社会全体のロボットへのリテラシーを上げる

 今回の北京ロボットハーフマラソンを見て、筆者が最も重要だと感じたのは、「矛盾した状態を社会が許容している」ことだった。

 現時点で、人型ロボットはまだ大きく儲かっていない。どこで利益が出るのかも、実はまだよくわからない。一方で、技術的な意義は確実に存在する。冷却、電源、関節制御、遠隔支援、AI、運用、安全管理――今回の競技で試されたものは、人型か非人型かを問わず、将来のロボット産業へ還元される可能性が高い。そして、それをビジネスチャレンジとして多くの企業や開発者が試している。

 普通なら、「儲からないならやめろ」という話になりがちだ。しかし北京では、「まだ答えはないが、とにかくやってみよう」が成立している。さらに興味深いのは、その挑戦を技術者だけでなく社会全体が見ていることだ。一般ランナーが参加し、観客が応援し、メディアが報じる。失敗して転んでも、それを含めて「面白い」と受け止める。

「成果が出ていないから無意味」ではなく、「挑戦していること自体に価値がある」という空気がある。これは技術者だけの話ではない。新しい技術は、最初から完成された形で社会に現れるわけではなく、失敗し、誤解され、試行錯誤を繰り返しながら、少しずつ社会との接点を作っていく。
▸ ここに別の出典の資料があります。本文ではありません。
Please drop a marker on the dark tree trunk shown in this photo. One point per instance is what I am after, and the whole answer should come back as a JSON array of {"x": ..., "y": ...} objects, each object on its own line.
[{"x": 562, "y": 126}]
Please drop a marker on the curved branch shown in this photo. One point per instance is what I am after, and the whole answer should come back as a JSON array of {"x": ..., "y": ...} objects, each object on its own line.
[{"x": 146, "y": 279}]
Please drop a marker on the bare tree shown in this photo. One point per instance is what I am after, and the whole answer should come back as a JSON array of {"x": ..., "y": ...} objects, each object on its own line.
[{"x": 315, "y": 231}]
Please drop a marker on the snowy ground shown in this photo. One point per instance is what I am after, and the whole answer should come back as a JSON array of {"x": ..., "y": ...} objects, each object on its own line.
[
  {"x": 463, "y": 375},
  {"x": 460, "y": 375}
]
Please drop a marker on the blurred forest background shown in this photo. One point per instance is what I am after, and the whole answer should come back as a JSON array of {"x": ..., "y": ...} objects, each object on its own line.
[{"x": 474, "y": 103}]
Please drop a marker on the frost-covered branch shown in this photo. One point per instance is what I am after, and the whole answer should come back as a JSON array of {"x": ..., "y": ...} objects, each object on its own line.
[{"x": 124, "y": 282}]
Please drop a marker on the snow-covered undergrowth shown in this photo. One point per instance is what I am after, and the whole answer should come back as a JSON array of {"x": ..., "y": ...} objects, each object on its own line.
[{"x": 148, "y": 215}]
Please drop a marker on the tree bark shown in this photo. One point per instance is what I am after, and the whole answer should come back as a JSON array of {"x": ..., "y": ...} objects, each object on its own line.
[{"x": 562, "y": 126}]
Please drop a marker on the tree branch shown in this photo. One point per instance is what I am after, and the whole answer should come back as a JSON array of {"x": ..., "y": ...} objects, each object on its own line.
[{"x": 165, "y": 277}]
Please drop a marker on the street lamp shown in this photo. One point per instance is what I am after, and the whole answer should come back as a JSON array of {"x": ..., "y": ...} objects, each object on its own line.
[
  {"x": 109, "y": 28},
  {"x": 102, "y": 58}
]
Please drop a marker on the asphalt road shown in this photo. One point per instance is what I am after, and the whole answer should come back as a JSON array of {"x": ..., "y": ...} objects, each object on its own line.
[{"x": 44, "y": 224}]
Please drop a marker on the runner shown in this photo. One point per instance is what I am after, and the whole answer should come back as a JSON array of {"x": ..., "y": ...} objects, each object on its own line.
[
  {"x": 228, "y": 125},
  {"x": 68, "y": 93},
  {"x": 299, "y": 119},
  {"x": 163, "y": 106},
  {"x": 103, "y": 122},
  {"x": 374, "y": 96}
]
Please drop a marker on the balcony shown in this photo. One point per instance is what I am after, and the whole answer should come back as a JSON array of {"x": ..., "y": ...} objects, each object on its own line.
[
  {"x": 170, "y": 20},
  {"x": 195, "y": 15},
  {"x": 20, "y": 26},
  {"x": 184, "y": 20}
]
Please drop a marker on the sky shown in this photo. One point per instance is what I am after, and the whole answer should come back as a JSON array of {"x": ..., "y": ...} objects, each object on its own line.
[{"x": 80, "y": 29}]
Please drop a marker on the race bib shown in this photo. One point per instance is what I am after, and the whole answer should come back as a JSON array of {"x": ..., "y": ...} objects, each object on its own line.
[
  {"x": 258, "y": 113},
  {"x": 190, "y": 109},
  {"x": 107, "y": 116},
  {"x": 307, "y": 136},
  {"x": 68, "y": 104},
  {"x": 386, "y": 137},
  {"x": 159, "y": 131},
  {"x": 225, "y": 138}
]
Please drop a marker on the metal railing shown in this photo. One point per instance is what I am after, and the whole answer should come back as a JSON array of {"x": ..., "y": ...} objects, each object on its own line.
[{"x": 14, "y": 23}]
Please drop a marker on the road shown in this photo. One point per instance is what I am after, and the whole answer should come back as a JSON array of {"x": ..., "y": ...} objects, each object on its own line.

 北京ロボットハーフマラソンは、その過程を社会全体で共有するイベントだった。人型ロボットの実用化はまだ遠い。しかし、その「遠さ」を公開しながら、社会全体で試行錯誤を支える文化には大きな意味がある。だからこそ、このイベントはロボット技術者だけではなく、「新しい技術と社会の関係」に関心を持つ人すべてが注目すべきイベントだと感じた。